Encontro teve boa participação de pescadores

Cerca de 80 pessoas participaram dos primeiros Encontros com Pescadores e Pescadoras voltados aos interessados em alternativa de geração de renda. As ações, realizadas na quinta-feira (24) e na sexta-feira (25), respectivamente, no Perequê e Vila Lígia, deixaram os profissionais animados com a oportunidade oferecida pela Prefeitura de Guarujá. O objetivo das oficinas é instituir as atividades do Desenvolvimento Regional Sustentável (DRS)
O diretor de Pesca, Aquicultura e Assuntos Náuticos de Guarujá, Ricardo Louzada, ficou otimista com a recepção dos pescadores: “a presença dessas pessoas no encontro mostra que estão interessadas em pelo menos conhecer o programa.
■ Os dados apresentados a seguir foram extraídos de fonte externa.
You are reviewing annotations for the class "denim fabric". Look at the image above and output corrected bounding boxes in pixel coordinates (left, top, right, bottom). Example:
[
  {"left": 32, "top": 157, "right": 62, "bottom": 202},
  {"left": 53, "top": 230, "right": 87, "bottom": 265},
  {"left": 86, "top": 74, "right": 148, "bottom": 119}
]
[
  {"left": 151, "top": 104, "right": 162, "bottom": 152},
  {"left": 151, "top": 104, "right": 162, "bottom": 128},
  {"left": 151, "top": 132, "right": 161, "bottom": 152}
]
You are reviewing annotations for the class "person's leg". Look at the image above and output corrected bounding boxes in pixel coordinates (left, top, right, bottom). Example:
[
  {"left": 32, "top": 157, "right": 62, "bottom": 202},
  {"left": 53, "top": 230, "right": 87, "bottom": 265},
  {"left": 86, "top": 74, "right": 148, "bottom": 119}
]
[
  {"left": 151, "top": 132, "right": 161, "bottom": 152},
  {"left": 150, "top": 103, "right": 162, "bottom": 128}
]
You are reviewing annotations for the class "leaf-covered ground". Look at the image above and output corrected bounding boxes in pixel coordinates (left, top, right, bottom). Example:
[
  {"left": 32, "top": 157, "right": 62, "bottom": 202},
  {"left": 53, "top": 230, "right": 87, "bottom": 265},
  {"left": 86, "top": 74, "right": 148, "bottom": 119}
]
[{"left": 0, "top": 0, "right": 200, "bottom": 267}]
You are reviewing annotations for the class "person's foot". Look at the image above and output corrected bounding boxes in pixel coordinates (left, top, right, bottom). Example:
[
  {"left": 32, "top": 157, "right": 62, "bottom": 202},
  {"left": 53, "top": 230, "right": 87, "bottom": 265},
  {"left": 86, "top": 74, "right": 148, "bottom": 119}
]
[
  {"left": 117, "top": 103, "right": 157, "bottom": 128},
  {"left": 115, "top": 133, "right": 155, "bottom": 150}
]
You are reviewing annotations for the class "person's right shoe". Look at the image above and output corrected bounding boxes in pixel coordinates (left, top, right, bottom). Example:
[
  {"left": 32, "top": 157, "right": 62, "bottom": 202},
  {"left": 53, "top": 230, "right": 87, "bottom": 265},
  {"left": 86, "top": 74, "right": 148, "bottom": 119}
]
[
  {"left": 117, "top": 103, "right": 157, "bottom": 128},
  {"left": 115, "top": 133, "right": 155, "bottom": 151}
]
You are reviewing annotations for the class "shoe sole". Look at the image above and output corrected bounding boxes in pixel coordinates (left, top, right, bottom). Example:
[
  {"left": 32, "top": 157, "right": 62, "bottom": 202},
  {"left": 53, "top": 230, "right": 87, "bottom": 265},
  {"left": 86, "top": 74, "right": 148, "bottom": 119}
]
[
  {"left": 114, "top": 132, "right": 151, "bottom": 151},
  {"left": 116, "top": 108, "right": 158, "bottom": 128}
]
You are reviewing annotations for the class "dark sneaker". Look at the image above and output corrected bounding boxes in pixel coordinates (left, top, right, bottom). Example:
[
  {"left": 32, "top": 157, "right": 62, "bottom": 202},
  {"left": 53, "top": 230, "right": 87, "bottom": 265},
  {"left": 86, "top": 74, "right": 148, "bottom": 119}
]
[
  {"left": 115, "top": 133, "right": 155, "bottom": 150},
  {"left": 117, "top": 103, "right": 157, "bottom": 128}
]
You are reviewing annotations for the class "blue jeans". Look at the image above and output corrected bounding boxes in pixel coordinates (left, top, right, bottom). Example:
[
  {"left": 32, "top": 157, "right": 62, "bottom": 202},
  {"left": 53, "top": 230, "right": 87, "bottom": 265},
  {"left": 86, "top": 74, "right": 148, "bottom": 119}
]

É um processo continuado. No primeiro momento, estaremos próximos, dando todo auxílio necessário, e paulatinamente vamos nos afastando”, explicou Louzada, ressaltando que as ações devem começar efetivamente dentro de 60 dias.
Para a superintendente substituta do Ministério da Pesca, Diana Cavalcanti, a criação de uma cooperativa ajudaria a utilização do Caminhão Feira do Peixe: “depende dos pescadores se organizarem para que o uso do caminhão seja gerenciado da melhor forma”.
A representante do Ministério da Pesca explicou que o objetivo do caminhão é beneficiar os pescadores artesanais para que vendam os produtos diretamente ao consumidor. “Toda ação precisa ser trabalhada. Eles já têm uma cultura, e estão sendo apresentados agora a uma cooperativa. A iniciativa deve partir deles, que precisam ter consciência da importância do projeto para a vida de todos”, avaliou Diana.
O pescador Davi Ferreira, de 53 anos, morador do bairro Perequê contou que começou a pescar aos 13 anos, influenciado pelo cunhado, que trabalhava como pescador, e acabou se apaixonando pela profissão. Há três anos ele busca empréstimo para conseguir trocar de barco, mas não consegue: “quero trocar a embarcação de madeira por uma de fibra, mas para isso preciso pegar empréstimo que nunca consigo. Talvez agora eu consiga realizar meu sonho”.
Ferreira tem ótimas expectativas sobre as oficinas. “Espero que alguma coisa realmente saia, sempre é bom saber um pouco mais sobre as coisas. Acredito que vamos colher coisas boas”.
Para o pescador, um ponto que aflige muito as pessoas e o descarte do lixo que ainda é despejado no mar. “Nós (pescadores) sabemos que o mundo está ecologicamente mais correto. Muitos pescadores trazem os resíduos que encontram no mar para jogar no lixo. Antigamente eles jogavam novamente no mar. Hoje todos estão mais conscientes”, finalizou Ferreira.